“Compound interest is the eighth wonder of the world. He who understands it, earns it… he who doesn’t… pays it.” -Albert Einstein
Here’s a thought experiment – would you rather pay 10x for a business which will grow at 10% over 10 years (business A) or 20x for a business which will grow 20% over the same time period (business B)? Some value investors would overlook the 20x business because it wouldn’t pass traditional value screens. Or, investors would see the two opportunities as equivalents given a similar PEG ratio of 1.0x. Let’s see how the math actually works.

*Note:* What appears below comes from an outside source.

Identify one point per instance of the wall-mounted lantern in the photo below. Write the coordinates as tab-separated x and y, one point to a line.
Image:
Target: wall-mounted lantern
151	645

Let’s say each company earns $1.00 today and both will trade in the market at 10x earnings 10 years from now. This implies a 50% compression in the trading multiple for business B. At the end of 10 years, business A will earn $2.59 and business B will earn $6.19. The compounded returns of an investment in business A will be 10%. Business B, by contrast, will earn a compounded return of 12%. What’s incredible is business B will earn a higher compounded return despite a 50% compression in the exit multiple.
There aren’t very many businesses which can compound earnings at 20% for greater than a decade. Wal-Mart was one company which did so. Yet, you couldn’t purchase Wal-Mart for less than 20x earnings for most of the company’s trading history. Despite this seemingly expensive price, Wal-Mart was one of the great buys for 20+ years. Buffett commented in the past that he forfeited billions on Wal-Mart because he knew enough to make a purchase, but sat on his thumb because the price kept moving up.
Munger understood the power of compounding early on and unlike Buffett, was willing to pay up for the great companies. Given enough time, a seemingly expensive price is neutralized by the earnings power of the business. Let’s look at Google. Google went public in 2004 at a $40 billion valuation and 40x earnings multiple. Today, Google earns nearly $15 billion. If you buy a business for 2-3x 10 year forward earnings, you will become extremely wealthy over time. Google has returned greater than 10x for investors over the past decade, a 30%+ compounded return.
The power of compounding, although simple in concept, is difficult to internalize. We should always think about what the earnings power of the business could be 10 years from now and determine whether what we’re paying today is cheap / expensive in relation to those earnings.